Четвертый денник был пуст.

Сара уставилась внутрь, тяжело дыша и выпуская изо рта белые облака.

— Он забрал Саблю, — прошептала она. — Подожди здесь. Я должна сказать дедушке.

Она отпустила мою руку и бросилась прочь из конюшни.

Меня не очень радовала перспектива остаться одному, но, когда она была уже далеко от дверей, до меня дошло, что опасаться нападения Уиттла мне не стоит. Прошлой ночью он все же появился. Для генерала и женщин это был очень тревожный сигнал, поскольку Уиттл явно намеревался проникнуть в дом. Тем не менее, в итоге он все-таки решил угнать коня и скрыться.

Зная, что он побывал здесь, я малость струхнул. Однако сейчас он, скорее всего, за много миль отсюда. Любой, кто ворует коня снежной ночью, имея возможность забиться в теплый дом, наверняка рассчитывает на долгое трудное путешествие.

В какой-то мере было приятно знать, что он нам не угрожает. Хотя то, что он скрылся, нервировало меня. Я был не прочь вскочить на коня и погнаться за ним.

Не прочь — это слабо сказано.

Я должен был это сделать.

Но с такой форой, имея возможность выбрать любой путь, кроме ведущего к морю, он практически неуловим. Кроме того, я окажусь в незнакомой стране в самый разгар зимы, без гроша в кармане и без одежды, не считая одолженных вещей на мне. Да и люди, живущие в этом доме, были страшно добры ко мне. Скрыться с одной из их лошадей будет довольно гадко и даст Мэйбл повод насмехаться над генералом и Сарой.

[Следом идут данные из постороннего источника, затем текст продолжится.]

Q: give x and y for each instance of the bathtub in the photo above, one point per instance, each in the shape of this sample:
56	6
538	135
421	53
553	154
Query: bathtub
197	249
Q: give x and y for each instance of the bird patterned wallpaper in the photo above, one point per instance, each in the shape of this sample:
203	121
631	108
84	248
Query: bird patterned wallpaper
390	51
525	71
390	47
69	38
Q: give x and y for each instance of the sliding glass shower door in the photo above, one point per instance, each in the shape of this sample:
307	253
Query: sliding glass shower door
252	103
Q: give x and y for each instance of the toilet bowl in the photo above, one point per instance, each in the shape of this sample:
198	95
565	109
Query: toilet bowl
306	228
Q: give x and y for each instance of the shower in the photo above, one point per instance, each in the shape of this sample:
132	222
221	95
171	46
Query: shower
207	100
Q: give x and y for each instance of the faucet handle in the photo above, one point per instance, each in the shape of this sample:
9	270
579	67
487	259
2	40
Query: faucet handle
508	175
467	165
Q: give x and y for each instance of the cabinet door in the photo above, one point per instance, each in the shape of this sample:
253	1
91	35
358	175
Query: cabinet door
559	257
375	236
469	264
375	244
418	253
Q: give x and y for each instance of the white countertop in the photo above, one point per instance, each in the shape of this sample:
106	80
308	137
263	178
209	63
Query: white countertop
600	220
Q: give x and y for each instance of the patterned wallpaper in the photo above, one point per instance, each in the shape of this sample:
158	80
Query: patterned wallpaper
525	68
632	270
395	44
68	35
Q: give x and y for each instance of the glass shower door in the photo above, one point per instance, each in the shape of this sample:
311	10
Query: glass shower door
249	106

И даже если этого недостаточно, я также упущу возможность послать телеграмму матушке. Она заслужила знать, что я, в конце концов, жив.

Так что я отбросил затею преследовать Уиттла.

Выглядело это так, будто я предал всех, кого он убил — особенно несчастную Труди, но я рассудил, что живым я должен больше. Покойники моих усилий все равно не оценят.

Увы, это навело меня на мысли о тех, кого Уиттл еще не убил — о тех, кого он разделает на кусочки в будущем, если я его не остановлю.

Это порядочно усложнило дело, и я начал прикидывать, не будет ли лучше все-таки угнать лошадь. Однако, к тому моменту было уже поздно.

Сара возвращалась нахмурившись. Генерала с ней не было.

— Лучше ему не говорить, — сказала она, — если он обнаружит, что Саблю украли, то влезет в седло, помчится на поиски и с пустыми руками точно не вернется. Он слишком стар для таких затей, но поступит именно так.

Мы могли бы сделать это вместе, мелькнула у меня мысль.

Прежде чем я раскрыл рот, чтобы ее озвучить, Сара сказала:

— Зная его здоровье, я сомневаюсь, что мы увидим его живым. Но разве это его остановит? Нет, я уверена. Да он скорее умрет и оставит бабушку вдовой, чем позволит конокраду от него сбежать.

— Он все равно узнает, что лошадь пропала.

— Мы оставим ворота в конюшню нараспашку. У Сабли всегда был дикий нрав. Она уже как-то раз сбегала. Я просто скажу, что когда мы уезжали в город, она была здесь. Тогда дедушка не так разволнуется, как если узнает, что Саблю украли.

Сара была не только красивой, котелок у нее варил что надо. Меня огорчило, что она прибегает к таким уловкам, но из ее объяснений я понял, что она обманывает генерала для его же собственной пользы.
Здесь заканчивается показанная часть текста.